Crash finalizing entries in EventManager dictionary #1044
Description
Roughly speaking, I'm seeing a segfault somewhere in the execution of WeakIdentityKeyDictionary(IdentityDictionary)>scanFor:, specifically when finalizing associations from EventManager.actionMap whose key (a random object that is the source of events) has been garbage collected. But there is clearly more to this, because my naive attempt to reproduce outside of the application hasn't worked so far.
Roughly speaking, the process is simply:
- Open a window in my application that listens to events on lots of objects.
- Close the window. In this particular case this means that those events are not explicitly released, and the objects become garbage.
- Do some other work and either wait for a garbage collection to happen naturally, or trigger one manually.
Here's the crash.dmp output with application details removed. Just once, out of half a dozen occurrences, the crash happened while explicitly removing all events from an object, rather than finalizing when the object itself is gone, so the active-process stack looked like:
Process 0x10003eddb20 priority 40
0x280033938 M WeakIdentityKeyDictionary(IdentityDictionary)>scanFor: 0x10001d52180: a(n) WeakIdentityKeyDictionary
0x280033978 M WeakIdentityKeyDictionary(HashedCollection)>findElementOrNil: 0x10001d52180: a(n) WeakIdentityKeyDictionary
0x2800339c8 M WeakIdentityKeyDictionary(Dictionary)>fixCollisionsFrom: 0x10001d52180: a(n) WeakIdentityKeyDictionary
0x280033a10 M WeakIdentityKeyDictionary(Dictionary)>removeKey:ifAbsent: 0x10001d52180: a(n) WeakIdentityKeyDictionary
0x280033a50 M EventManager class>releaseActionMapFor: 0x1000060ec68: a(n) EventManager class
but the C stack looked very similar.
Factors I've thought of that might be relevant:
- The objects in question are subject to swapping with
become:/elementsExchangeIdentityWith:. I don't have a way to test if it happens without this—if I can get a working repro outside my application with this then I can try removing it to see if it matters. - They also appear as the values of a WeakValueDictionary. Again I can't see if this matters without having a working repro first.

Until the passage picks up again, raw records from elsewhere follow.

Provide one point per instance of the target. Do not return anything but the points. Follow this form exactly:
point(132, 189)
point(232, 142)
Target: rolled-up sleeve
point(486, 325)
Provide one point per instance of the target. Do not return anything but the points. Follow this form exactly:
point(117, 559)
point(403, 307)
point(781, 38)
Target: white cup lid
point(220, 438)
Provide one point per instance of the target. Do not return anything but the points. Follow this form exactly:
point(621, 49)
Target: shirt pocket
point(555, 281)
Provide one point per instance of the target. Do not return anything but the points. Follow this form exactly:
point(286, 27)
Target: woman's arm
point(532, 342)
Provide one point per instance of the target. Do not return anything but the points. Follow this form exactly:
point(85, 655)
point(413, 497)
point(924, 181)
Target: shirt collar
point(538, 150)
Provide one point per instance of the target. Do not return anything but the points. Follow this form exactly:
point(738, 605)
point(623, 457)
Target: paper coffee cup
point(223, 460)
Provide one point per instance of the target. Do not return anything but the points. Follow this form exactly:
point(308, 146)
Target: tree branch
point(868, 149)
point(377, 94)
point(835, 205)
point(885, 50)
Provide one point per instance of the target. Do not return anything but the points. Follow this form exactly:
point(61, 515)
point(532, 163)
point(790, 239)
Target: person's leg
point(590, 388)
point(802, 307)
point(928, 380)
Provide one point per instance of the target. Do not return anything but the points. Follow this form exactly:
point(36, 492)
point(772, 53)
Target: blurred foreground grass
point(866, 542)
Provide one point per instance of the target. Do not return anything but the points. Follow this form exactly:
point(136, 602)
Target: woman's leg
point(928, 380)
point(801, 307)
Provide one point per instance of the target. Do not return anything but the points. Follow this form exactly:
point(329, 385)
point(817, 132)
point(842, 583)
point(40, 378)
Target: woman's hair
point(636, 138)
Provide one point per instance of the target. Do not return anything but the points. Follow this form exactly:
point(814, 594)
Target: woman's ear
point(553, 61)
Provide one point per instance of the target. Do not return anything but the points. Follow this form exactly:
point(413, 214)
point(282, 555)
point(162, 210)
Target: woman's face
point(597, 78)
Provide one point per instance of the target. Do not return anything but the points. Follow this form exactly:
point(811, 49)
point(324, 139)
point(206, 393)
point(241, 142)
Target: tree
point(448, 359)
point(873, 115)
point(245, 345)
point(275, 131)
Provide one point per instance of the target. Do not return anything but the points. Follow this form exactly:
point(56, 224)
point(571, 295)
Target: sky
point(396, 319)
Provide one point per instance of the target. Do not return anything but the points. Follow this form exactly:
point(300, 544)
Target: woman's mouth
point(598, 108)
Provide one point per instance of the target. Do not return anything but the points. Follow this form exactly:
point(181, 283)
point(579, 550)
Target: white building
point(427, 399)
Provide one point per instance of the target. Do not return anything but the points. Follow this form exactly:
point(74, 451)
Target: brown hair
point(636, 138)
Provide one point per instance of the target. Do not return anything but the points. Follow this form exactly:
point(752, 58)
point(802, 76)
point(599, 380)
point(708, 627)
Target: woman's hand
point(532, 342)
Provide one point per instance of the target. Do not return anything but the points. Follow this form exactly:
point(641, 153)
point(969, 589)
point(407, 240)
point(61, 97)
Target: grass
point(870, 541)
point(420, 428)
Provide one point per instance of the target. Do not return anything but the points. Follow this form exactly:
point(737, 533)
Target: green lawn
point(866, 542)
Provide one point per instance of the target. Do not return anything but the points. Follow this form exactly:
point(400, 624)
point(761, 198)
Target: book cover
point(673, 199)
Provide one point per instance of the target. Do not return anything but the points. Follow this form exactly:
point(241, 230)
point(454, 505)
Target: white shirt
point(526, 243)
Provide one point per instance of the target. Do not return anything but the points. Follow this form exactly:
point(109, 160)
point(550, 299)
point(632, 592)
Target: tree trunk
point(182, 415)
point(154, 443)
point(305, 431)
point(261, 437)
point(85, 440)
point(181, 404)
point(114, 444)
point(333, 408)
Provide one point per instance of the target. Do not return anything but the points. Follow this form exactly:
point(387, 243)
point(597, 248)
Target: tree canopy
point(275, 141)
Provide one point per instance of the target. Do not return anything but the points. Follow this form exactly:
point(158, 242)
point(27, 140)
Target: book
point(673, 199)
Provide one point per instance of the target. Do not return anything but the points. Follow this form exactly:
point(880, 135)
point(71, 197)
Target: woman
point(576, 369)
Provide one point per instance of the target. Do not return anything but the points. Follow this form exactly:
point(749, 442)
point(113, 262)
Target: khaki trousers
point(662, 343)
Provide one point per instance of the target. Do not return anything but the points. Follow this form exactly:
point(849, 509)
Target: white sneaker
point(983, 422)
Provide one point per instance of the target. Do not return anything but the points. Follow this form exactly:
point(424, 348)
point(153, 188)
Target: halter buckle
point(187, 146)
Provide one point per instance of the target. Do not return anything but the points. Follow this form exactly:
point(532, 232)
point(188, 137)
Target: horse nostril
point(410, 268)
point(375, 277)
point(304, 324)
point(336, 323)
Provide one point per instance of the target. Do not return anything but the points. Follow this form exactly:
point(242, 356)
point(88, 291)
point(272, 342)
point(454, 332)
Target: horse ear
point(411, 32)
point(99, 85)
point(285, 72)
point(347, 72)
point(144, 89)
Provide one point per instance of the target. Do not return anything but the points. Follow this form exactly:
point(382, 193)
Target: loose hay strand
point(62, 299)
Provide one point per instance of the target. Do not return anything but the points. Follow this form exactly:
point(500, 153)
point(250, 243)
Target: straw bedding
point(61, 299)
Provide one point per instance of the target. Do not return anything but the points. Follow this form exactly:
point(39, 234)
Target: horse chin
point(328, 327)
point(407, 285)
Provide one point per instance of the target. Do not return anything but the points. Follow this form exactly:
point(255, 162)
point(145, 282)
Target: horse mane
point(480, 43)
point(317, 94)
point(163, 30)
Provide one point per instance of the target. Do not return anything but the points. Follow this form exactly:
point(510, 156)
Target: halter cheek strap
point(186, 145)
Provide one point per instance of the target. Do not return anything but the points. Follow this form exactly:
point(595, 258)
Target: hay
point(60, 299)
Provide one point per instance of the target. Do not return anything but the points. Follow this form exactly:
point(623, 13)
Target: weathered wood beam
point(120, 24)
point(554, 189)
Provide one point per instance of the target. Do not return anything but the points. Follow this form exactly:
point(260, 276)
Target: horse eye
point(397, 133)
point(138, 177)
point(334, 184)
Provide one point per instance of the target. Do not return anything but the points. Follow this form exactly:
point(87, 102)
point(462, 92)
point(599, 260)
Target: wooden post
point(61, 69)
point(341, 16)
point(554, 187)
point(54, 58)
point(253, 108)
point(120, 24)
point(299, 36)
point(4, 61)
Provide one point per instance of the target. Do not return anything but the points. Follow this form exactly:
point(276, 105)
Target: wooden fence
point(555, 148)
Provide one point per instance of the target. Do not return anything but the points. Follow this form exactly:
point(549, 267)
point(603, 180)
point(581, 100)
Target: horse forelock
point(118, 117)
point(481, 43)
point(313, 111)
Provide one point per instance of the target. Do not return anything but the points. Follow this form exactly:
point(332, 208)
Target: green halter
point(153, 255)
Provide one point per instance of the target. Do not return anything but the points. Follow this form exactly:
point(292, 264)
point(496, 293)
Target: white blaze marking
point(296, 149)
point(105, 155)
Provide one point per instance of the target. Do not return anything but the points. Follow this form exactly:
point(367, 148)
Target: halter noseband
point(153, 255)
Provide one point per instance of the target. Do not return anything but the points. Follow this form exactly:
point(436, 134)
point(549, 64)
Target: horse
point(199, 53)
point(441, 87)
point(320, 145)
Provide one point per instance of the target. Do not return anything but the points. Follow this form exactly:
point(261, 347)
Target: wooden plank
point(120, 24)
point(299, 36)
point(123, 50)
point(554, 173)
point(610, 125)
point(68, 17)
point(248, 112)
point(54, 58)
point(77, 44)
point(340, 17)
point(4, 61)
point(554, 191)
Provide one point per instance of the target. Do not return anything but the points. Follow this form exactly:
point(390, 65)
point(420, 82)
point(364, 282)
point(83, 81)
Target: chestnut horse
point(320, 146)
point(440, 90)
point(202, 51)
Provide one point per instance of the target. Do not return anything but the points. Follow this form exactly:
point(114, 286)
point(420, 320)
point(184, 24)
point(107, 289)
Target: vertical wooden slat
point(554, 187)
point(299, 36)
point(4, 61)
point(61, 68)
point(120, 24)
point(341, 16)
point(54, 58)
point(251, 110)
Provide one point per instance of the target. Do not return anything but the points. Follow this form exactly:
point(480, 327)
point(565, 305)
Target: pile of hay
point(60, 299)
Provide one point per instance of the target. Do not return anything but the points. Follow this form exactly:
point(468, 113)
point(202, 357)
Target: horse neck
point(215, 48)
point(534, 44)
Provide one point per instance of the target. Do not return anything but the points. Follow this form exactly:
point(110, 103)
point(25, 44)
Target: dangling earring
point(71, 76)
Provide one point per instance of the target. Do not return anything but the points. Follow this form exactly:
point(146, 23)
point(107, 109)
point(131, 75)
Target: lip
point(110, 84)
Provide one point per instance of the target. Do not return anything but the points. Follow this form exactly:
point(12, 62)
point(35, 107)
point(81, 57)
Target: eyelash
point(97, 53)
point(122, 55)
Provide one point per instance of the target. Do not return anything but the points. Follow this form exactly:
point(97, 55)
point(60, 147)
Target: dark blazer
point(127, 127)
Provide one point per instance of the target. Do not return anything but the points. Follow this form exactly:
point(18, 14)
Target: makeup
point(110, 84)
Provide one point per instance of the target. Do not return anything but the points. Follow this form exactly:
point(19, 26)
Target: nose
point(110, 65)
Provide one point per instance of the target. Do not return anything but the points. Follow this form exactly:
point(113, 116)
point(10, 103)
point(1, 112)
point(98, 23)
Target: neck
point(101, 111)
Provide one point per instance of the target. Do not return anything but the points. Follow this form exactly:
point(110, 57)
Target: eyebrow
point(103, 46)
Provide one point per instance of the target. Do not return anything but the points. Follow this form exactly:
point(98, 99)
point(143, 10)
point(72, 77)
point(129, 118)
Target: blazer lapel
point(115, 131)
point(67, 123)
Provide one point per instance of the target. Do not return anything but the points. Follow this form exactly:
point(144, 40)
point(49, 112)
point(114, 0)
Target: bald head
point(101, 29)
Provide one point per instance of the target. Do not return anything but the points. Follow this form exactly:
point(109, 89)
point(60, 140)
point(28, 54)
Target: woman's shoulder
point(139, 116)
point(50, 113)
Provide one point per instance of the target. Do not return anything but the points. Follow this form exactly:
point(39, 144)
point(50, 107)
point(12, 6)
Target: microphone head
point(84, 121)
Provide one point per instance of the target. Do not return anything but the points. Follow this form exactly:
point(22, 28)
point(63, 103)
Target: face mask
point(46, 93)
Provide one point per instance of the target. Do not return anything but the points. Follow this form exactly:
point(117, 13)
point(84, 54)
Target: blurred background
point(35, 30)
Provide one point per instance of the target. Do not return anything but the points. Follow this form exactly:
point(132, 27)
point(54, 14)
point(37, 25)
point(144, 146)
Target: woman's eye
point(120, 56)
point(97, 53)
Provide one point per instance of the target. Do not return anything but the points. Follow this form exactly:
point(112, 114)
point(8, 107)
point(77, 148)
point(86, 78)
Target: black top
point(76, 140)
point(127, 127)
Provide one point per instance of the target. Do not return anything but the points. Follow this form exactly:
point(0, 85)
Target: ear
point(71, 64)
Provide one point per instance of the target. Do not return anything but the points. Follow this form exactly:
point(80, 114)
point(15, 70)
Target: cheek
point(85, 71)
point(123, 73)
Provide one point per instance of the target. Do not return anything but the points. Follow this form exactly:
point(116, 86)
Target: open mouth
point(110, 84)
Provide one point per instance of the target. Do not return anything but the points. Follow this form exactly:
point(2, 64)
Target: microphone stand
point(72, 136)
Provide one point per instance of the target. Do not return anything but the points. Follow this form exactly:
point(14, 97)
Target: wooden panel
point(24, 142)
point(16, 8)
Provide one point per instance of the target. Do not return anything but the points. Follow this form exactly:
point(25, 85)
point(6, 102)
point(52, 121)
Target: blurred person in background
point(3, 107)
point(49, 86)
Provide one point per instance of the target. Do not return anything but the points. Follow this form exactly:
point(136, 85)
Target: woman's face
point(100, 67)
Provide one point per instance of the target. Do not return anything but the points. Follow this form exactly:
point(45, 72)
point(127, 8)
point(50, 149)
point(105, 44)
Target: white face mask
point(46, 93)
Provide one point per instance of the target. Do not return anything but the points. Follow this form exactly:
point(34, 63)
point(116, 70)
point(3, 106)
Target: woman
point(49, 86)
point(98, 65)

This is what I've tried for the reproduction—as far as I know this is all the application is really doing, stripped down to bare essentials, but of course there's a tremendous amount actually going on, almost all of it irrelevant, but it's very possible I've missed something:
| looping |
count := 1000.
objectsA := Array new: count.
objectsB := Array new: count.
eventTarget := Object new.
proxyCache := WeakValueDictionary new.
looping := true.
"Simulate another application process doing some unrelated work which generates both garbage in general and event-bearing garbage in particular."
[
[ looping ] whileTrue: [
(1 to: 1000) collect: [ :i |
(Object new
when: #someOtherEvent send: #onSomeOtherEvent to: eventTarget;
yourself) -> (i / 7 * 22 / 4 * 9) ] ] ] forkAt:
Processor userBackgroundPriority.
[
1 to: 100 do: [ :iteration |
Transcript crShow: 'Iteration ' , iteration displayString.
"'Open the window'—create some objects and listen for events"
1 to: count do: [ :i |
| objectA |
objectA := Object new.
objectA when: #someEvent send: #onSomeEvent to: eventTarget.
objectsA at: i put: objectA.
proxyCache at: i put: objectA.
objectsB at: i put: Object new ].
"This is also likely to happen in the process of opening the window. It may even happen several times."
objectsA elementsExchangeIdentityWith: objectsB.
"User is not infinitely fast, so the other process gets a chance to run."
Processor sleep: 50.
"'Close the window'—discard the only strong ref to the objects."
objectsA atAllPut: nil.
objectsB atAllPut: nil.
Processor sleep: 50.
"Trigger GC until all the objects are gone—though for some reason one seems to hang around!"
[
Smalltalk garbageCollect.
Processor sleep: 10.
proxyCache size > 1 ] whileTrue.
Transcript crShow: 'done' ].
looping := false ] forkI am running Pharo 11 on the 10.0.5 VM. I cannot update to the latest VM because of #1018.